25 juin 2009

Fort-Coulonge

Sur la 148, il ne restait de l'hiver que quelques amas de neige à l'orée des forêts. Le gros Ford bourgogne éclaboussait les voitures qui venaient en sens inverse. Au volant, Roland pensait à ses filles à Montréal, à ses petits-enfants à quatre cent kilomètres, à sa vie ici, dans la campagne du Pontiac, à l'été qui arrivait en courant.
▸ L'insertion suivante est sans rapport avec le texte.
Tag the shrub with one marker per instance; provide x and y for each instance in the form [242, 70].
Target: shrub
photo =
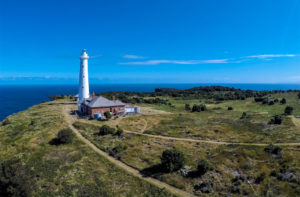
[258, 99]
[5, 122]
[260, 177]
[203, 166]
[244, 115]
[65, 136]
[276, 120]
[107, 115]
[119, 132]
[172, 160]
[105, 130]
[187, 107]
[265, 101]
[115, 152]
[283, 101]
[274, 150]
[288, 110]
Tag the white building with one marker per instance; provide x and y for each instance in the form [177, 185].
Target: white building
[83, 92]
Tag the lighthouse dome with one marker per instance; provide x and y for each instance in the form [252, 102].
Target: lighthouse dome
[84, 55]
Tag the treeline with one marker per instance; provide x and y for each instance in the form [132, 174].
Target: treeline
[217, 93]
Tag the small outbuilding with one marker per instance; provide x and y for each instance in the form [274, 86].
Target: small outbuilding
[98, 105]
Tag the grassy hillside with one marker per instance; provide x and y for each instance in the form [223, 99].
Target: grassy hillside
[237, 169]
[30, 166]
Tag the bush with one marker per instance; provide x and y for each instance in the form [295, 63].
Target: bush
[274, 150]
[288, 110]
[283, 101]
[265, 101]
[260, 177]
[276, 120]
[172, 160]
[244, 115]
[119, 132]
[65, 136]
[115, 152]
[187, 107]
[258, 99]
[199, 108]
[203, 166]
[105, 130]
[107, 115]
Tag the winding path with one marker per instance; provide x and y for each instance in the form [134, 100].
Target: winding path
[70, 120]
[211, 141]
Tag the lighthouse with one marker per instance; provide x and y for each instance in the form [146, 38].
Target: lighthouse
[83, 93]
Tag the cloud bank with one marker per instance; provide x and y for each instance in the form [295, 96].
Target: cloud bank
[215, 61]
[133, 57]
[156, 62]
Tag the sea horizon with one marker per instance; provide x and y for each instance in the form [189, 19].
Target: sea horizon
[33, 94]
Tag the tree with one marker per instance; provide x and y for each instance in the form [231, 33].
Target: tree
[172, 160]
[288, 110]
[105, 130]
[107, 115]
[199, 108]
[276, 120]
[65, 136]
[244, 115]
[283, 101]
[203, 166]
[119, 132]
[187, 107]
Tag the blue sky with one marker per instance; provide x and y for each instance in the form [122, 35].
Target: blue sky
[190, 41]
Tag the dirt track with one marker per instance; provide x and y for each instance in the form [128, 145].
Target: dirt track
[70, 120]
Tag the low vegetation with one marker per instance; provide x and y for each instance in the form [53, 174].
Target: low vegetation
[203, 169]
[172, 160]
[31, 166]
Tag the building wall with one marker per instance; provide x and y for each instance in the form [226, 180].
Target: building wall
[113, 110]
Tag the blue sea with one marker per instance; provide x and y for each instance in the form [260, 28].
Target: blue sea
[15, 98]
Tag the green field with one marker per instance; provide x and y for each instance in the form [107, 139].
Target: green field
[217, 124]
[32, 166]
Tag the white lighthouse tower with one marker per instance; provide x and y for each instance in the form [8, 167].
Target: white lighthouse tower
[83, 92]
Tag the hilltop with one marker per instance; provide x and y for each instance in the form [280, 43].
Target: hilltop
[234, 133]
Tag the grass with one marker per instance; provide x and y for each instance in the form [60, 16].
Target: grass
[229, 162]
[74, 169]
[144, 152]
[65, 170]
[218, 123]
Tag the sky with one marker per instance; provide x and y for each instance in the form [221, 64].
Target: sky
[150, 41]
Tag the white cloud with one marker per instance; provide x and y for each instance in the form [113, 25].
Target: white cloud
[133, 57]
[156, 62]
[265, 57]
[271, 55]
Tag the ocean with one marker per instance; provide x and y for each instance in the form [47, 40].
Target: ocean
[15, 98]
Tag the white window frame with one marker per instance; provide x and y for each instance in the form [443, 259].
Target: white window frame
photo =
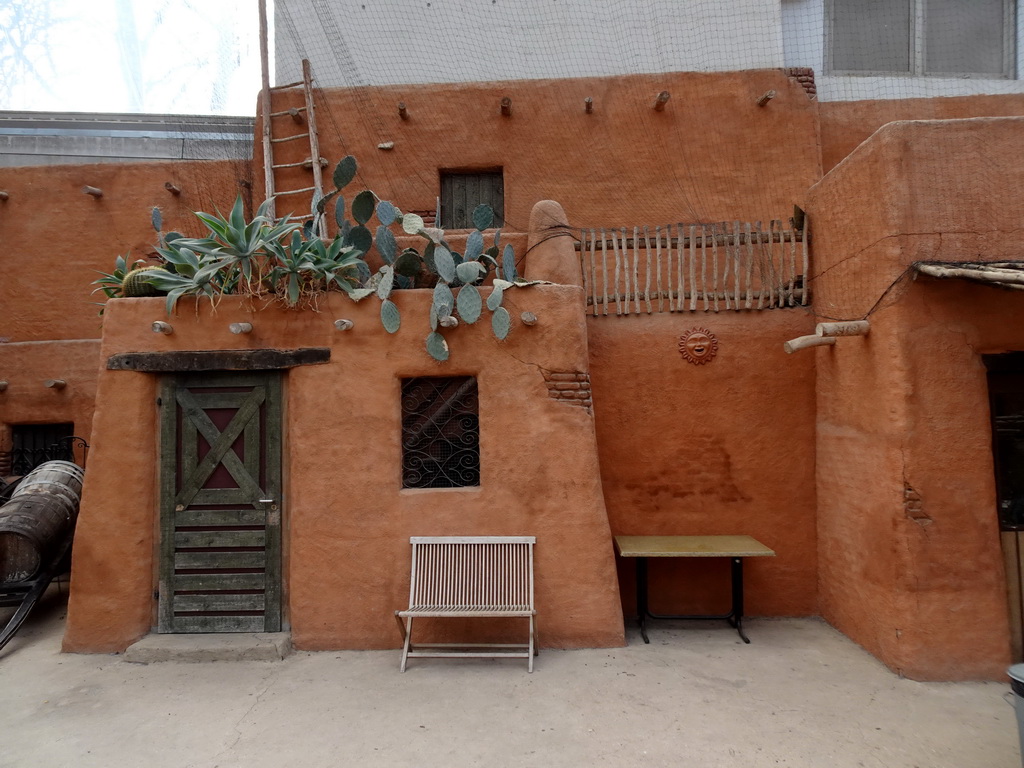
[919, 52]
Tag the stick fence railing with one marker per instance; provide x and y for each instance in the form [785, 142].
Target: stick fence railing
[690, 267]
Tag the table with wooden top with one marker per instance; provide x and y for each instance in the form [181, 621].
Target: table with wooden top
[733, 547]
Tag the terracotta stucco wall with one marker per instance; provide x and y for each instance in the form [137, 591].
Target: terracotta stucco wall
[713, 155]
[347, 519]
[724, 448]
[846, 124]
[27, 366]
[902, 413]
[55, 239]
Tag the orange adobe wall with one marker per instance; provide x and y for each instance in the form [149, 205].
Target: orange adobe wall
[64, 238]
[51, 326]
[28, 366]
[846, 124]
[713, 155]
[903, 413]
[347, 519]
[721, 449]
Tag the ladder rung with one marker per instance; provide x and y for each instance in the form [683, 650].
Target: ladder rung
[295, 192]
[289, 138]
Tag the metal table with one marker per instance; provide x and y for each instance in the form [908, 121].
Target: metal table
[733, 547]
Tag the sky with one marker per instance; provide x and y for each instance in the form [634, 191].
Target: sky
[162, 56]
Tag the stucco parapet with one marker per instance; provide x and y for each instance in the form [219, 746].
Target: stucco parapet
[556, 342]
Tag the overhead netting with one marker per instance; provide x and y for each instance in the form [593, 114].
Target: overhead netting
[712, 188]
[124, 81]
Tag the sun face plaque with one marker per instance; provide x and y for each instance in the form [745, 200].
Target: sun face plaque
[698, 346]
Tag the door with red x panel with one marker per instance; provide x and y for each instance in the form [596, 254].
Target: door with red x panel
[220, 503]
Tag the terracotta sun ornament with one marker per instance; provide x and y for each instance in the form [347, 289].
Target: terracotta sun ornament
[698, 346]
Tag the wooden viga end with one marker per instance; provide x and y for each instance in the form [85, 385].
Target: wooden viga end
[726, 266]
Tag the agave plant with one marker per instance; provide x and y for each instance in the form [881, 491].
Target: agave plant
[238, 245]
[111, 283]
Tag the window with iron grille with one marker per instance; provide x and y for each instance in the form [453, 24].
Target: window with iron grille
[945, 38]
[462, 193]
[440, 432]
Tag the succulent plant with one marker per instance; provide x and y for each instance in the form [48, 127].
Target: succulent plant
[136, 282]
Il faisait déjà si chaud, le soleil se réflétait sur le toit de leur maison de la rue Poirier. La rivière des Outaouais était sortie de son lit deux semaines plus tôt.
La barrière à l'entrée de la ferme était décadenassée. Charles devait être dans le grand potager afin de commencer à faire ses semences. Le chemin était sec pour la première fois de l'année, ca faisait du bien parce qu'il avait beaucoup plu ces derniers temps et si ça continuait comme ça les flaques allaient creuser des trous immenses et il faudrait tout reboucher pour pouvoir rouler normalement. Et ça, Roland n'en avait pas envie, il avait déjà assez à faire.
Les poussins étaient arrivés la veille, il y en avait cent, cette année. Roland leur avait installé une chaufferette et venait les voir quelques fois par jour pour s'assurer que tout allait bien. En posant le pied dans le poulailler, le poid de son Doc Martens fit se lever un nuage de paille, et les poussins se mirent à pialler. À travers la pagaille jaune, il en découvrit deux qui n'avaient pas passé la nuit. Il ramassa les volatiles d'une seule main et les jeta au compost. Il nourrit les quatre-vingts-dix-huit autres, leur donna de l'eau, et sortit.
En démarrant son tracteur pour aller retourner un peu de terre dans le champ, il remarqua que quelque chose clochait sur la machine. Il fit le tour du moteur, appuyant sur quelque pédale, actionnant tel levier, et découvrit qu'un gros bourdon avait fait son nid dans ses freins. Il fallut deux chaudières, deux énormes chaudières de cinq galons pour vider en entier sa machine des constructions de l'insecte. Des tonnes de brins d'herbe, de la boue, des feuilles, de la paille... Ce bourdon s'était construit une sacrée forteresse, et semblait vouloir la défendre. D'un coup de pelle, Roland l'assomma. Il s'arrêta un moment pour regarder par terre le colosse endormi.
Depuis combien de temps n'avait-il pas sorti ce tracteur ?

2 commentaires:

  1. J'aime cette façon que tu as d'aborder ton personnage - ton histoire - "de l'intérieur", par le biais de toutes petites images qui... je ne sais pas... "explosent" mine de rien et amènent ton texte à des endroits inattendus et surprenants(j'adore le passage sur les poussins, je ne saurais trop dire pourquoi... et cette description des "flaques (qui) allaient creuser des trous immenses"... c'est tout simple mais si bien amené!).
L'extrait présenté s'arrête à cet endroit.